Three Kilometres to the End of the World
Emanuel Pârvu, Roumanie, 2024o
Adi, 17 ans, passe l’été dans son village natal niché dans le delta du Danube. Un soir, il est violemment agressé dans la rue. Le lendemain, son monde est entièrement bouleversé. Si c'était une attaque homophobe qui est don Adi? Ses parents ne le regardent plus comme avant et l’apparente quiétude du village commence à se fissurer.

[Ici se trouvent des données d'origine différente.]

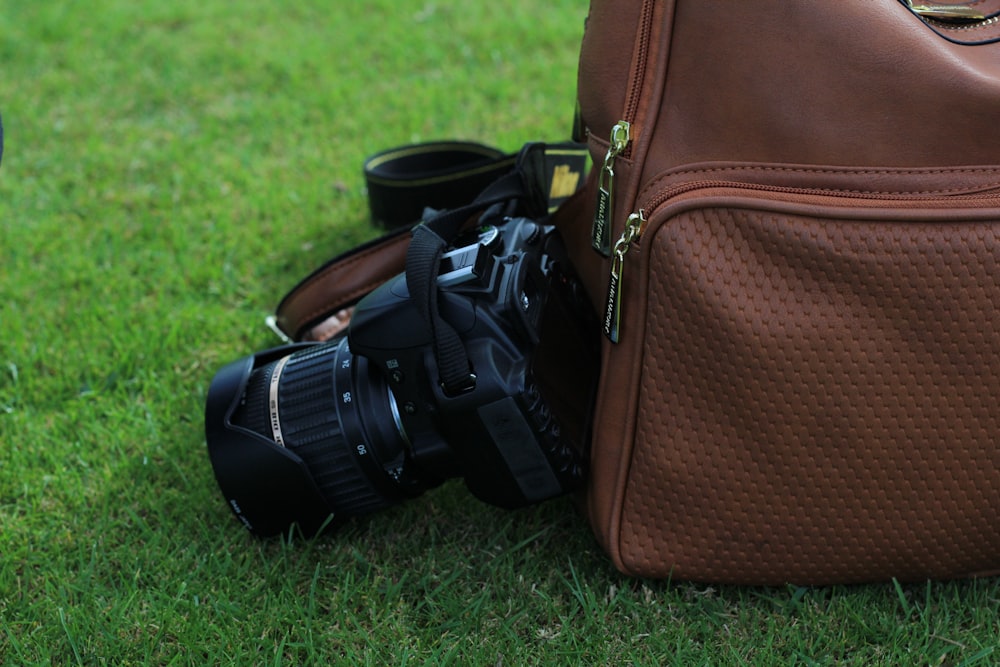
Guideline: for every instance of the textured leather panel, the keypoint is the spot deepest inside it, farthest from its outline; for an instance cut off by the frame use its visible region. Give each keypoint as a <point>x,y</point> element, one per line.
<point>818,400</point>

Le cinéma roumain a déjà produit quantité de grand films depuis l'apparition de sa «nouvelle vague» des années 2000 jusqu'à la récente révélation de Radu Jude. En voici un nouvel exemple, pas par hasard hissé en compétition à Cannes. Troisième réalisation de l'acteur Emanuel Parvu, Trois kilomètres jusqu'à la fin du monde nous entraîne au fin fond du delta du Danube, une région pas forcément aussi paisible qu'elle en a l'air. Adi, 17 ans, y passe l’été dans sa bourgade natale lorsqu'un soir, il est victime d'un tabassage au sortir d'une boîte de nuit. Son père, scandalisé, se met aussitôt en quête des responsables mais découvre bientôt qu'il s'agit d'une agression homophobe commise par les fils de l'homme le plus influent du coin, auprès duquel il est lui-même endetté. Trop tard pour étouffer l'affaire dès lors que tout s'emballe, impliquant la police, l'église et les services sociaux... A la manière de son maître Cristian Mungiu (R.M.N.), le cinéaste part d'un cas particulier pour remettre en question les valeurs et le fonctionnement de toute une communauté. Seul le caractère par trop passif d'Adi peut être reproché au cinéaste, qui fait plutôt la part belle au père tiraillé et au chef de police rompu à tous les compromis. Entre réflexes archaïques («réorienter» le jeune homme par un exorcisme) et tentations corruptrices (la règle étant de s'arranger sur le dos des plus faibles), le tableau n'est pas joli-joli, qui donne bien des raisons de vouloir fuir en ville! Mais le film, lui, qui déploie tranquillement une sacrée complexité avec une éthique de mise en scène humaniste malgré tout, fait sacrément plaisir à voir.